The PD Senate caucus on Tuesday approved the framework of
the bill.
The PD has granted freedom of conscience on some
provisions including stepchild adoption, but divisions remain
within the party.
Interior Minister Angelino Alfano said Tuesday that he had
"already accounted" for the possibility of staging a referendum
to scrap the bill if it is passed into law.
"I think that, when faced with such a difficult
parliamentary decision, it could be a rational decision to let
the people decide, if the law were perceived as an excess, in
one direction or another," Alfano, the leader of the small New
Centre Right (NCD) party, a minority partner in Renzi's
governing coalition, told Radio Capital.
Meanwhile, Gaetano Quagliariello, the leader of a small
IDEA group of Catholic lawmakers, said that he was hopeful of
obtaining secret ballots for Senate votes on the bill.

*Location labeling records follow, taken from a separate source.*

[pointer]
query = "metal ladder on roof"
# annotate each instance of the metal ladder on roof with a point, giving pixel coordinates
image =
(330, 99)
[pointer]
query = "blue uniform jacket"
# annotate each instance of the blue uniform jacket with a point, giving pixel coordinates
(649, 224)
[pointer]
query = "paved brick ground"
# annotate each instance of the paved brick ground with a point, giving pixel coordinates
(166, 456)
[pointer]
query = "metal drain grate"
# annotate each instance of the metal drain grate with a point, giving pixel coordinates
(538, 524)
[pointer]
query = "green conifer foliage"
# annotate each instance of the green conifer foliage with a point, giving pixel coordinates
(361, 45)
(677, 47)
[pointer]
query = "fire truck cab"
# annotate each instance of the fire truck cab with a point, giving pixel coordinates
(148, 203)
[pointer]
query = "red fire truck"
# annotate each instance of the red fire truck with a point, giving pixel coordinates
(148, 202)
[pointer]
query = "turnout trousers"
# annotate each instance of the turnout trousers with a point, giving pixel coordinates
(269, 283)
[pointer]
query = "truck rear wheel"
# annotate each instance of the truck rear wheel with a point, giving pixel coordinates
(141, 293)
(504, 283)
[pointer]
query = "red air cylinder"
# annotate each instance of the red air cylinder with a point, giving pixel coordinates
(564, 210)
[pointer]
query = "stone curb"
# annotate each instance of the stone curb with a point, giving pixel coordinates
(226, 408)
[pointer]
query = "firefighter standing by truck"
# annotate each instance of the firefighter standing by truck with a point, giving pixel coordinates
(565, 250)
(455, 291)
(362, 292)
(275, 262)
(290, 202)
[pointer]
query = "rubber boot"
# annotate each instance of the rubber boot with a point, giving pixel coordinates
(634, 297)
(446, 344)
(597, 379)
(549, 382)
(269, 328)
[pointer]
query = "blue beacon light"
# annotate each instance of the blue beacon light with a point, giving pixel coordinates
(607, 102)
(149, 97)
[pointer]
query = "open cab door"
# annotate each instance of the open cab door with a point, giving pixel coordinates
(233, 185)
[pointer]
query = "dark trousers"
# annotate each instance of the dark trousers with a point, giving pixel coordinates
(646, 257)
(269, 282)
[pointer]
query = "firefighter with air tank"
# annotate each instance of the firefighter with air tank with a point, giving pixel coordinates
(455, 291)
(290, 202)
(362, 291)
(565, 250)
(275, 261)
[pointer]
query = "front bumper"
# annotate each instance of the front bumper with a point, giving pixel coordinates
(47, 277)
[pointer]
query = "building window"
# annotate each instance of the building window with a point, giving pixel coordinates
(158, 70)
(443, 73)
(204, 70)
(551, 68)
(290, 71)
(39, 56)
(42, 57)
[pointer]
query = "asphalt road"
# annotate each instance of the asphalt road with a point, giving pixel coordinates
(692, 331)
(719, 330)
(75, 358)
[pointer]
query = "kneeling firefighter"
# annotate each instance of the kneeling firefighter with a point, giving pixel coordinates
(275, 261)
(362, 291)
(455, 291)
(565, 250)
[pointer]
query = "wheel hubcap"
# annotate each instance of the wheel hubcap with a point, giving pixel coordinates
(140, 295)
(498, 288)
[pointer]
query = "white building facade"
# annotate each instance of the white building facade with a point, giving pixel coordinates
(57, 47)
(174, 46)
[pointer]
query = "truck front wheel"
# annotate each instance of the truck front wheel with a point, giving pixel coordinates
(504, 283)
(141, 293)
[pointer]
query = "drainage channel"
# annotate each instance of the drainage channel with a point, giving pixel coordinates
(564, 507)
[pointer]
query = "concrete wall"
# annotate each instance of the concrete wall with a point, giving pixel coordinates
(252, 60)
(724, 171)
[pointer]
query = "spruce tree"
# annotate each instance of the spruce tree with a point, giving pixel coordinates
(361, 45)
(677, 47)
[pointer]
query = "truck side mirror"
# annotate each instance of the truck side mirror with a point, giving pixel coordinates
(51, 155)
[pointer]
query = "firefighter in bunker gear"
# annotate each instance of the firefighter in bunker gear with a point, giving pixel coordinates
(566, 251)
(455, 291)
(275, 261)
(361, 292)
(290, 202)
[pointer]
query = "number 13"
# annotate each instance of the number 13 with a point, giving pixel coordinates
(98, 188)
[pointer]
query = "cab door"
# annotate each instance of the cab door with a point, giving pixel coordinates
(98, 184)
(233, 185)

"We are ready to ask for secret votes," said
Quagliariello.
"We'll see what amendments it's possible to have them on
and we'll do it.
"In the GAL (umbrella group that IDEA belongs to) alone we
can count on around 10 Senators," he said, adding that the quota
of 20 Senators needed to obtain a secret vote was "easily
achievable".
Experts see the bill as more likely to encounter trouble
in secret votes.
PD Senate caucus leader Luigi Zanda said PD Senators "have
no interest" in a secret vote on the civil unions bill.
"Our position is very clear, we've expressed it in our
assemblies, they are transparent positions," Zanda said.